During his prison term, Adel spent much of his time studying and was allowed to take exams, eventually getting a diploma in political economy from Cairo University. He is now studying for another diploma focused on civil society and human rights. His lawyers are filing a petition to have the probation eased in order to allow him to complete his studies at the university, which lies far from his home in Giza.

“At least prison allowed me to take my exams, but in this current situation it’s a huge problem,” Adel said. “If I lose this case it would be better to go back to prison.”

There is little indication that the severe tactics deployed by the Egyptian state will ease anytime soon.

Egyptian president Sisi appears to be building close ties with new US President Donald Trump. Candidate Trump called Sisi a “fantastic guy” and touted the “chemistry” between the two after meeting him during the UN General Assembly in New York last September, and Sisi was the first world leader to congratulate Trump after he won the election in November. In a call in January, the two leaders also discussed a possible visit by Sisi to Washington.

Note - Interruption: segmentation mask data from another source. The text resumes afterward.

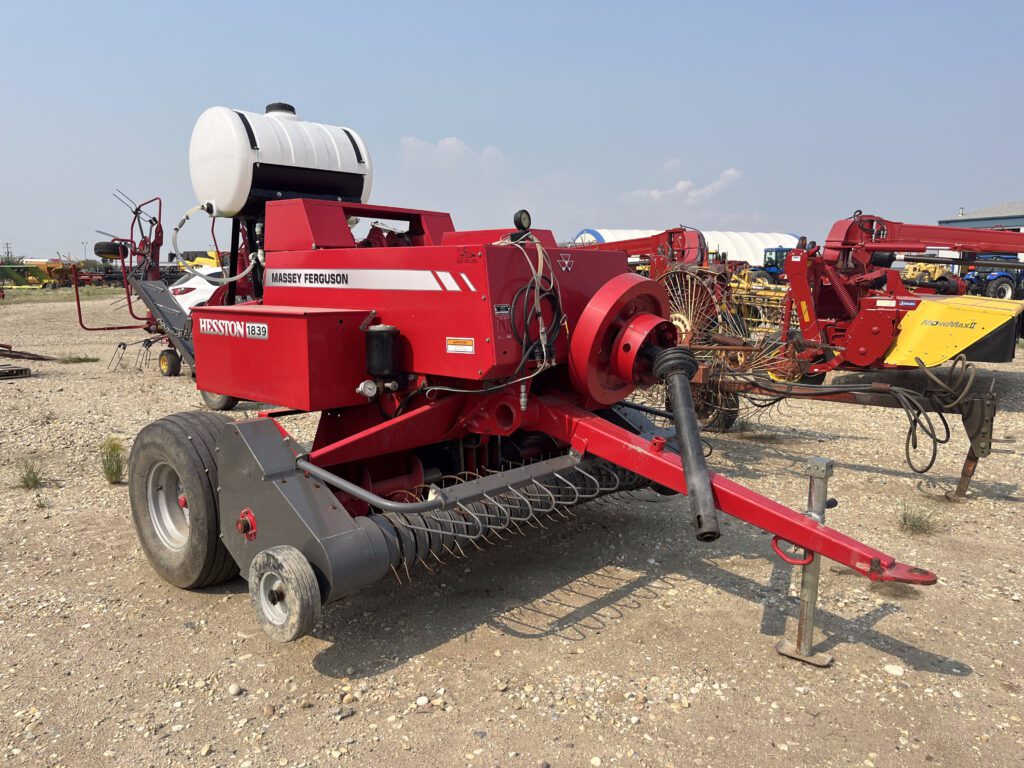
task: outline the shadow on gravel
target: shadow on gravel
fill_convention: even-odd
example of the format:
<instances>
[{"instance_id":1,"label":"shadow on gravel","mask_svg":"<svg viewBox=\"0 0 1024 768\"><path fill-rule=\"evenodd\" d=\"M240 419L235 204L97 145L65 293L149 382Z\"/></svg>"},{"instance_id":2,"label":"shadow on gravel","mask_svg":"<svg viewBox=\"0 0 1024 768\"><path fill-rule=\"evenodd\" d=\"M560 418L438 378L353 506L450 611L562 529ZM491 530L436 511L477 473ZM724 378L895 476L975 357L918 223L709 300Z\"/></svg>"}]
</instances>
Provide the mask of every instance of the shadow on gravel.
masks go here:
<instances>
[{"instance_id":1,"label":"shadow on gravel","mask_svg":"<svg viewBox=\"0 0 1024 768\"><path fill-rule=\"evenodd\" d=\"M631 507L635 511L627 511ZM595 504L579 510L574 521L511 536L508 543L499 542L434 572L418 567L411 584L392 581L328 608L315 634L332 644L315 657L313 666L331 677L379 674L479 631L521 640L557 637L581 642L633 611L644 611L644 620L652 626L663 625L655 602L664 600L692 604L697 625L700 613L722 610L706 594L731 595L764 606L761 634L782 635L798 607L798 601L787 596L790 566L772 554L769 536L751 526L726 518L723 533L713 545L693 541L689 515L677 500L653 503L644 495ZM733 559L720 567L713 562L720 558ZM773 563L767 584L737 572L760 572L765 559ZM845 577L826 571L826 581L834 578ZM861 581L852 573L849 578ZM927 597L902 585L872 585L870 590L887 601ZM955 676L972 673L957 659L879 628L886 617L900 612L898 605L885 602L848 619L819 607L817 625L825 640L818 649L862 644L898 657L912 669ZM691 634L686 625L672 631L679 634L680 645ZM753 634L756 628L752 624L745 631ZM766 641L764 652L771 647ZM347 672L349 667L355 672Z\"/></svg>"},{"instance_id":2,"label":"shadow on gravel","mask_svg":"<svg viewBox=\"0 0 1024 768\"><path fill-rule=\"evenodd\" d=\"M848 576L851 580L856 579L859 581L862 578L845 566L836 566L836 568L840 569L841 576ZM785 595L785 597L781 606L771 606L770 604L765 606L761 620L761 634L763 635L782 636L786 632L787 618L796 619L797 617L800 601L796 597L786 595L786 589L793 575L792 570L792 566L778 558L775 558L772 562L769 588L777 594ZM835 578L836 575L830 573L823 578ZM909 584L872 583L871 591L879 597L889 597L905 602L926 598L926 593L922 592L921 588L913 587ZM962 661L918 648L875 628L882 619L901 612L902 609L898 605L884 603L875 606L855 619L847 619L830 611L823 610L819 605L815 618L815 627L825 635L825 639L815 644L814 651L831 651L842 643L868 645L878 651L898 657L908 667L919 672L935 672L955 677L967 677L973 674L974 670ZM792 629L795 629L795 627Z\"/></svg>"},{"instance_id":3,"label":"shadow on gravel","mask_svg":"<svg viewBox=\"0 0 1024 768\"><path fill-rule=\"evenodd\" d=\"M212 587L190 589L189 591L195 592L197 595L223 597L224 595L247 595L249 594L249 586L246 584L245 579L241 576L236 576L231 579L231 581L225 581L222 584L214 584Z\"/></svg>"},{"instance_id":4,"label":"shadow on gravel","mask_svg":"<svg viewBox=\"0 0 1024 768\"><path fill-rule=\"evenodd\" d=\"M1024 386L1024 384L1022 384L1022 386ZM892 411L892 413L895 415L896 411ZM900 412L900 417L903 418L902 412ZM998 419L999 417L997 414L997 434L999 434ZM959 424L959 417L956 417L951 420L950 428L955 430L959 427ZM892 439L898 443L902 443L906 437L906 433L903 431L905 427L906 420L904 419L903 422L895 428L896 431L893 433ZM807 434L813 436L816 433L809 432ZM740 437L740 435L737 435L736 437ZM780 439L778 441L763 440L761 437L762 435L758 435L747 439L720 441L715 441L714 438L712 438L714 453L709 460L712 465L712 469L720 471L723 474L727 474L734 480L758 480L769 475L777 475L779 470L775 467L778 463L783 464L783 471L789 469L793 472L799 473L802 471L803 464L807 460L807 457L812 455L812 453L794 452L791 445L788 446L787 450L787 443L785 443L782 438L787 440L792 438L792 431L789 429L787 429L785 433L780 433ZM836 439L845 441L851 438L842 436ZM994 447L996 449L1004 449L1011 445L1010 443L1000 440L996 440L994 442ZM942 451L943 446L939 446L939 450ZM729 461L730 464L728 469L716 468L714 466L716 455L719 458L724 458ZM856 472L870 477L885 476L902 480L912 480L914 478L923 479L924 484L919 485L919 490L929 496L936 495L940 486L941 492L953 490L956 487L957 482L960 480L959 475L934 475L931 473L921 475L914 472L906 464L886 467L878 464L861 464L851 461L842 461L841 459L834 459L834 461L837 473ZM922 462L920 452L915 454L915 461L918 463ZM982 462L984 461L985 459L982 459ZM772 467L772 469L762 469L762 467ZM929 488L929 486L931 487ZM980 478L974 478L971 481L971 495L996 501L1024 500L1024 496L1021 495L1021 487L1019 483L982 480Z\"/></svg>"},{"instance_id":5,"label":"shadow on gravel","mask_svg":"<svg viewBox=\"0 0 1024 768\"><path fill-rule=\"evenodd\" d=\"M280 406L277 405L271 405L270 403L257 403L252 400L242 400L231 410L237 413L257 413L259 411L272 411L279 407Z\"/></svg>"},{"instance_id":6,"label":"shadow on gravel","mask_svg":"<svg viewBox=\"0 0 1024 768\"><path fill-rule=\"evenodd\" d=\"M949 503L946 492L956 488L959 477L952 475L926 475L917 482L917 490L921 495L934 498L937 501ZM971 480L971 488L967 492L969 500L986 499L988 501L1006 501L1020 504L1024 502L1024 494L1021 493L1020 485L1017 483L1000 483L991 480L979 480L975 477Z\"/></svg>"}]
</instances>

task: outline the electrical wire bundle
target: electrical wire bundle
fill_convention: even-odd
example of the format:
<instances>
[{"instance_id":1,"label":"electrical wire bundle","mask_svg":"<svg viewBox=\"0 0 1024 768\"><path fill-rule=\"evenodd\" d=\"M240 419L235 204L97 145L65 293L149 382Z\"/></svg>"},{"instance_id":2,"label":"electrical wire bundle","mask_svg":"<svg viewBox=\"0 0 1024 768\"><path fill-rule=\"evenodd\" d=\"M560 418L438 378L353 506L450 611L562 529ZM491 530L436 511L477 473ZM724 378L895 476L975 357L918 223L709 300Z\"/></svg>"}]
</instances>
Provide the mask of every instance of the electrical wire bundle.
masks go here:
<instances>
[{"instance_id":1,"label":"electrical wire bundle","mask_svg":"<svg viewBox=\"0 0 1024 768\"><path fill-rule=\"evenodd\" d=\"M540 246L538 245L538 248ZM545 255L546 258L546 255ZM532 301L531 301L532 294ZM522 327L517 319L520 315L520 301L522 301ZM544 303L551 308L553 321L550 329L544 323ZM530 360L541 359L546 361L548 354L552 351L555 340L562 332L565 321L565 313L562 312L562 297L558 291L558 283L551 274L534 272L530 281L519 288L512 296L509 305L509 316L512 322L512 335L522 346L523 355L512 374L515 378ZM537 325L537 335L532 335L534 323Z\"/></svg>"},{"instance_id":2,"label":"electrical wire bundle","mask_svg":"<svg viewBox=\"0 0 1024 768\"><path fill-rule=\"evenodd\" d=\"M530 258L527 250L520 244L523 240L536 247L536 264ZM540 244L540 241L529 232L525 235L519 235L516 239L513 239L512 235L506 235L501 240L493 243L493 245L511 245L517 248L522 253L531 272L529 281L520 286L515 294L513 294L512 301L509 304L512 333L523 350L522 356L519 358L519 364L509 379L498 384L484 387L483 389L463 389L440 385L427 386L422 391L428 397L434 392L481 395L505 389L513 384L525 385L526 381L538 376L554 365L554 361L551 359L554 343L561 335L562 330L566 328L567 322L565 312L562 311L561 288L558 285L558 280L555 278L555 272L551 266L551 259L548 257L547 251L544 250L544 246ZM520 307L520 303L522 303L522 307ZM552 319L550 325L544 319L545 305L551 311ZM522 325L518 324L517 320L519 319L521 319ZM532 330L534 325L537 328L535 336ZM538 359L540 360L540 365L530 373L523 375L527 365L531 361L537 361Z\"/></svg>"}]
</instances>

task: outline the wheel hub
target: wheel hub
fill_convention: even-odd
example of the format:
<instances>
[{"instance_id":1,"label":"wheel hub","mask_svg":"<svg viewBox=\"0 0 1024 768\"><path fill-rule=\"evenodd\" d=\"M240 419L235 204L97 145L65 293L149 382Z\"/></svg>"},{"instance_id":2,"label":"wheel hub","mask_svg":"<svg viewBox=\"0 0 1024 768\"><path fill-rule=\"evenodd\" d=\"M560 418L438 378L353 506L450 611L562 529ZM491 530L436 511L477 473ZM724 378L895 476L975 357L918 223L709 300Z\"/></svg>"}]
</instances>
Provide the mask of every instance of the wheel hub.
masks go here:
<instances>
[{"instance_id":1,"label":"wheel hub","mask_svg":"<svg viewBox=\"0 0 1024 768\"><path fill-rule=\"evenodd\" d=\"M288 620L290 606L280 575L273 572L263 574L260 578L259 595L260 608L267 620L277 626L284 624Z\"/></svg>"},{"instance_id":2,"label":"wheel hub","mask_svg":"<svg viewBox=\"0 0 1024 768\"><path fill-rule=\"evenodd\" d=\"M188 544L188 497L182 492L181 479L174 467L158 462L149 471L146 483L149 518L160 543L174 552Z\"/></svg>"},{"instance_id":3,"label":"wheel hub","mask_svg":"<svg viewBox=\"0 0 1024 768\"><path fill-rule=\"evenodd\" d=\"M673 312L668 316L668 319L672 321L672 325L679 331L679 338L684 341L689 341L690 334L693 332L693 323L690 322L690 318L682 312Z\"/></svg>"}]
</instances>

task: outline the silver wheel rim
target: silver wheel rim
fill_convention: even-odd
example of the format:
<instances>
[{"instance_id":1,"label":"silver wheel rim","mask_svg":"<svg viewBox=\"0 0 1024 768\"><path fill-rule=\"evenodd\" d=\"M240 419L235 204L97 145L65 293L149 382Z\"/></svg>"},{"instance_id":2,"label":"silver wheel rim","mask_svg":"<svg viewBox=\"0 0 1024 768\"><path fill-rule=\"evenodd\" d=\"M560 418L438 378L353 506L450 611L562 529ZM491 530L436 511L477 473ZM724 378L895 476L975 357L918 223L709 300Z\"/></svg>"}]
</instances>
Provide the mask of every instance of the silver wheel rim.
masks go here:
<instances>
[{"instance_id":1,"label":"silver wheel rim","mask_svg":"<svg viewBox=\"0 0 1024 768\"><path fill-rule=\"evenodd\" d=\"M284 624L288 620L288 593L281 577L272 571L260 576L259 595L260 610L267 620L278 627Z\"/></svg>"},{"instance_id":2,"label":"silver wheel rim","mask_svg":"<svg viewBox=\"0 0 1024 768\"><path fill-rule=\"evenodd\" d=\"M181 489L181 479L174 467L159 462L149 470L147 483L149 520L160 543L173 552L180 552L188 544L189 510ZM185 500L185 504L179 504Z\"/></svg>"},{"instance_id":3,"label":"silver wheel rim","mask_svg":"<svg viewBox=\"0 0 1024 768\"><path fill-rule=\"evenodd\" d=\"M996 297L1000 299L1012 299L1013 298L1013 286L1012 285L1000 285L999 290L996 291Z\"/></svg>"}]
</instances>

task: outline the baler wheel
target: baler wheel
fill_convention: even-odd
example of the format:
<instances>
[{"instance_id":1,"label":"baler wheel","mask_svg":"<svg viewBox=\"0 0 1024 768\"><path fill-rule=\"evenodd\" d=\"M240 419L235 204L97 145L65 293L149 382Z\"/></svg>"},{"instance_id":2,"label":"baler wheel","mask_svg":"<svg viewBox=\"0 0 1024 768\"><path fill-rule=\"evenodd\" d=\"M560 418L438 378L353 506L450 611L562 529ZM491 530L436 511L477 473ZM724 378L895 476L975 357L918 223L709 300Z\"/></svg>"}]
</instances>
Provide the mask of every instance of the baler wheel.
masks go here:
<instances>
[{"instance_id":1,"label":"baler wheel","mask_svg":"<svg viewBox=\"0 0 1024 768\"><path fill-rule=\"evenodd\" d=\"M320 585L295 547L271 547L253 558L249 597L260 626L279 643L308 635L320 618Z\"/></svg>"},{"instance_id":2,"label":"baler wheel","mask_svg":"<svg viewBox=\"0 0 1024 768\"><path fill-rule=\"evenodd\" d=\"M199 394L202 395L203 402L211 411L230 411L238 405L238 398L230 395L215 395L213 392L203 390L200 390Z\"/></svg>"},{"instance_id":3,"label":"baler wheel","mask_svg":"<svg viewBox=\"0 0 1024 768\"><path fill-rule=\"evenodd\" d=\"M173 349L161 350L157 365L161 376L178 376L181 373L181 355Z\"/></svg>"},{"instance_id":4,"label":"baler wheel","mask_svg":"<svg viewBox=\"0 0 1024 768\"><path fill-rule=\"evenodd\" d=\"M238 575L220 540L216 446L228 419L178 413L146 426L128 460L132 522L153 569L196 589Z\"/></svg>"}]
</instances>

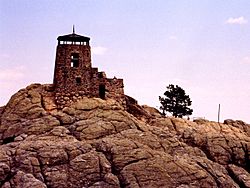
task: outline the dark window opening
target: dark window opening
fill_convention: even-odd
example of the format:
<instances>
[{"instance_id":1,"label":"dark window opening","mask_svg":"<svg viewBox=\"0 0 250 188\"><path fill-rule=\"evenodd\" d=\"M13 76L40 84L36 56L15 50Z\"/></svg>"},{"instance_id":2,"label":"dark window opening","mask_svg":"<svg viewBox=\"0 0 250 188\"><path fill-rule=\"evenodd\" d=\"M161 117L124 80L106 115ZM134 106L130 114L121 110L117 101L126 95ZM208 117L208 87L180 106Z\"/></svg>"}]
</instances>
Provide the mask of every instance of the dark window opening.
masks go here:
<instances>
[{"instance_id":1,"label":"dark window opening","mask_svg":"<svg viewBox=\"0 0 250 188\"><path fill-rule=\"evenodd\" d=\"M105 85L99 85L99 97L105 99Z\"/></svg>"},{"instance_id":2,"label":"dark window opening","mask_svg":"<svg viewBox=\"0 0 250 188\"><path fill-rule=\"evenodd\" d=\"M71 54L71 67L79 67L79 54L78 53L73 53Z\"/></svg>"},{"instance_id":3,"label":"dark window opening","mask_svg":"<svg viewBox=\"0 0 250 188\"><path fill-rule=\"evenodd\" d=\"M77 84L77 85L80 85L81 82L82 82L82 81L81 81L81 78L80 78L80 77L76 77L76 84Z\"/></svg>"},{"instance_id":4,"label":"dark window opening","mask_svg":"<svg viewBox=\"0 0 250 188\"><path fill-rule=\"evenodd\" d=\"M98 78L103 78L102 72L99 72L99 73L98 73Z\"/></svg>"}]
</instances>

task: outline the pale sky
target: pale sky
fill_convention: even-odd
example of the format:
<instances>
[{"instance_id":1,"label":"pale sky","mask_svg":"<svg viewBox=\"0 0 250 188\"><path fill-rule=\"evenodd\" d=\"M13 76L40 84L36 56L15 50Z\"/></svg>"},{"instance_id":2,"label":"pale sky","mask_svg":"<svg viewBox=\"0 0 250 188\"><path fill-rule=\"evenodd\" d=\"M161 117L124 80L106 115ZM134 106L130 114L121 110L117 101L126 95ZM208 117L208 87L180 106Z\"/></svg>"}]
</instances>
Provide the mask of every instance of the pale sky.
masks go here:
<instances>
[{"instance_id":1,"label":"pale sky","mask_svg":"<svg viewBox=\"0 0 250 188\"><path fill-rule=\"evenodd\" d=\"M166 86L192 117L250 123L250 0L0 0L0 106L31 83L52 83L57 37L91 38L92 65L125 93L159 107Z\"/></svg>"}]
</instances>

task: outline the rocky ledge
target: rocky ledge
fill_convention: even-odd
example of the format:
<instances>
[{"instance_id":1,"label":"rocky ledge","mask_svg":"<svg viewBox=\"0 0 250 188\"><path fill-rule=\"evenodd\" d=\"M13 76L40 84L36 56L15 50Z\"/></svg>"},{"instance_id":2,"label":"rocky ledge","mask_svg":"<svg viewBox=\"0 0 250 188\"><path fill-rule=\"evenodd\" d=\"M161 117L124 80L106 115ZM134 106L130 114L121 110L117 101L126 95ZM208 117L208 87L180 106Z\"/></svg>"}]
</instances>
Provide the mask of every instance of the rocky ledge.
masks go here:
<instances>
[{"instance_id":1,"label":"rocky ledge","mask_svg":"<svg viewBox=\"0 0 250 188\"><path fill-rule=\"evenodd\" d=\"M0 108L2 188L250 187L249 124L97 98L58 110L49 88L28 86Z\"/></svg>"}]
</instances>

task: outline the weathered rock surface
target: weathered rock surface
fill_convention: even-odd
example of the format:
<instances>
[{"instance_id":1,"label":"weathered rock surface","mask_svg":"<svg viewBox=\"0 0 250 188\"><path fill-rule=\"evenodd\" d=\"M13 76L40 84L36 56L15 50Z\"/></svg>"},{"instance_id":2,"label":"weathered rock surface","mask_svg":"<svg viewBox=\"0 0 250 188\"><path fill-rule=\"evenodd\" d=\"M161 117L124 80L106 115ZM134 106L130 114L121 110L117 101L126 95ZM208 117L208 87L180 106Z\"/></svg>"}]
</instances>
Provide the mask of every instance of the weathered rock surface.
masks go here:
<instances>
[{"instance_id":1,"label":"weathered rock surface","mask_svg":"<svg viewBox=\"0 0 250 188\"><path fill-rule=\"evenodd\" d=\"M33 84L0 108L0 186L250 187L249 124L162 117L83 98L57 110Z\"/></svg>"}]
</instances>

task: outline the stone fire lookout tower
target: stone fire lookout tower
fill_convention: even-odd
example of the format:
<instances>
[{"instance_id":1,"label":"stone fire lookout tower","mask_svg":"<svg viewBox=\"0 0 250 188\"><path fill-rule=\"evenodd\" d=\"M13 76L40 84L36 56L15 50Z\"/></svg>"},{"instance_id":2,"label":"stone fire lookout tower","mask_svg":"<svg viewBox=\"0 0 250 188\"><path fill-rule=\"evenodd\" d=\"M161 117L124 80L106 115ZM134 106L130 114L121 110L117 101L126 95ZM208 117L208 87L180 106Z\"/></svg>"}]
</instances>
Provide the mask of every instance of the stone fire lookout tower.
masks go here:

“The whole issue is that we have a dispute with the other side, who are today in power,” Adel said, speaking on January 25, the sixth anniversary of the Egyptian revolution that captured the global imagination. “What we offer to people is love and respect for privacy and respect for dignity. The other side is the one that produces ideas of hate and refuses the opinion of others and criminalizes dissent. This is the difference between us and them.”